Toward more inclusive AI

This study is part of a larger effort by Celi and his colleagues to create AI systems that are designed by and for the people who are ultimately going to be most impacted by these tools. Many AI models, such as MIMIC, are trained on publicly available data from the United States, which can lead to the introduction of biases toward a certain way of thinking about medical issues, and exclusion of others.

Bringing in more viewpoints is critical to overcoming these potential biases, says Celi, emphasizing that each member of the global consortium brings a distinct perspective to a broader, collective understanding.
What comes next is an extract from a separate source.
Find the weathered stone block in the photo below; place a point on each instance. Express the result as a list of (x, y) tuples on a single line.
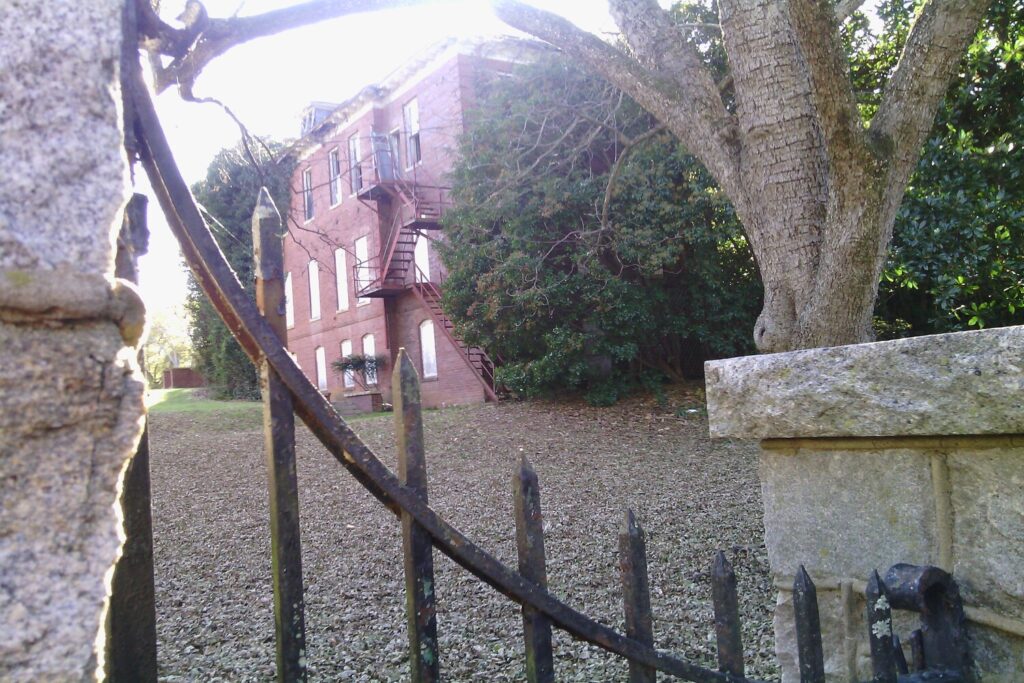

Another problem with existing AI systems used for diagnostics is that they are usually trained on electronic health records, which weren’t originally intended for that purpose. This means that the data lack much of the context that would be useful in making diagnoses and treatment recommendations. Additionally, many patients never get included in those datasets because of lack of access, such as people who live in rural areas.

At data workshops hosted by MIT Critical Data, groups of data scientists, health care professionals, social scientists, patients, and others work together on designing new AI systems. Before beginning, everyone is prompted to think about whether the data they’re using captures all the drivers of whatever they aim to predict, ensuring they don’t inadvertently encode existing structural inequities into their models.

“We make them question the dataset. Are they confident about their training data and validation data? Do they think that there are patients that were excluded, unintentionally or intentionally, and how will that affect the model itself?” he says. “Of course, we cannot stop or even delay the development of AI, not just in health care, but in every sector. But, we must be more deliberate and thoughtful in how we do this.”

The research was funded by the Boston-Korea Innovative Research Project through the Korea Health Industry Development Institute.